Apr 10 2007
For many the relationship between religion and health creates controversy in the medical world, and the influence of religion on healing almost always causes arguments amongst doctors.
Despite the fact that the debate on the effect of religion and spirituality on patient health has gone on for more than a decade, there appears to be little consensus on the topic.
A new survey is now suggesting that far more doctors bring their religious beliefs into practice and a strong association exists between doctors' views and their own religious beliefs.
Dr.
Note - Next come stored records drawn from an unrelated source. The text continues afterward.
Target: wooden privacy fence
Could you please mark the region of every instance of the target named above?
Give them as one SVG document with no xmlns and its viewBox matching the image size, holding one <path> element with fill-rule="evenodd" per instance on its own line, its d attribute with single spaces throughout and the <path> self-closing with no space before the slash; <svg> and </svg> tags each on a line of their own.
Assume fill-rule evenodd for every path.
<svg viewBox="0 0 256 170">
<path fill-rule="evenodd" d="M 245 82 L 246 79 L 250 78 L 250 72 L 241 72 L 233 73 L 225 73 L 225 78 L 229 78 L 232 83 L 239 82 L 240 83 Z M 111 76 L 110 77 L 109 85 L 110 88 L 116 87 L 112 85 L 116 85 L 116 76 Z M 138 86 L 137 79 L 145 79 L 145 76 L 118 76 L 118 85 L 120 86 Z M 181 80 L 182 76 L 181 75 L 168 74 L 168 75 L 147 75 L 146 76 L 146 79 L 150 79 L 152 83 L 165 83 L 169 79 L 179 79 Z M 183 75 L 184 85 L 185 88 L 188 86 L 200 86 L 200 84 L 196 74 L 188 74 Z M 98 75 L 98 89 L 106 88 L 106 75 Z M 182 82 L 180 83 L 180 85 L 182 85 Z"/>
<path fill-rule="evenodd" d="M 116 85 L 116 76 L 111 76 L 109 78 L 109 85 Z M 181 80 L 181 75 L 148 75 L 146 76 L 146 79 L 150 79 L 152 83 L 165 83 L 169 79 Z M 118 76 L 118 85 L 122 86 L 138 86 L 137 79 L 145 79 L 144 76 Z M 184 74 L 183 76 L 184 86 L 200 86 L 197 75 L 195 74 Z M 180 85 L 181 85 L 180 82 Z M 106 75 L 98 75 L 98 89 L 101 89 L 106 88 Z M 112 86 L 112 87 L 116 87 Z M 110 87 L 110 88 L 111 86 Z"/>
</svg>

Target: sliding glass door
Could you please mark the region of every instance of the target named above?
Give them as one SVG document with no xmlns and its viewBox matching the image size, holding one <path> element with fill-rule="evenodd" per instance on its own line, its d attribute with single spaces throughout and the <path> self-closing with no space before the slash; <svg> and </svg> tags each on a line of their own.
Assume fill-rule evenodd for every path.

Farr Curlin, a University of Chicago researcher and colleagues conducted a survey of U.S. doctors about their views on religion, spirituality and healing and found that doctors are not just objective, neutral scientists.
The researchers say that doctors religious or secular commitments influence the way they respond to patients and the way they interpret data.
The researchers mailed a survey in 2003 to a random sample of 2,000 practicing U.S. doctors aged 65 or younger from all specialties and of that number 63 percent responded; the average age of respondents was 49.
It was found that 85 percent of those surveyed believe religion or spirituality is generally positive, but only 6 percent say it often changes "hard" medical outcomes, reflecting some sort of miraculous healing.
Three quarters of those surveyed believed spirituality helps patients cope and also believe it gives them a positive state of mind.
However 7 percent said it often causes negative emotions such as guilt and anxiety and some 4 percent think patients use spirituality to avoid taking responsibility for their health.
Those doctors who were the most religious appear more likely to see the positive influence of religion on their patients and are much more likely to report that their patients bring up religion and issues of spirituality.
They are also much more likely to say religion has a strong influence on health and to interpret religion and spirituality in positive rather than negative ways.
Curlin's team say a doctors own religious beliefs will influence how the doctor responds to the patient's spiritual concerns, and doctors need to be aware that their own views of religion could influence how they provide care; patients too should take note of their doctors' biases.
The report is published in the April 9 issue of Archives of Internal Medicine, one of the JAMA/Archives journals.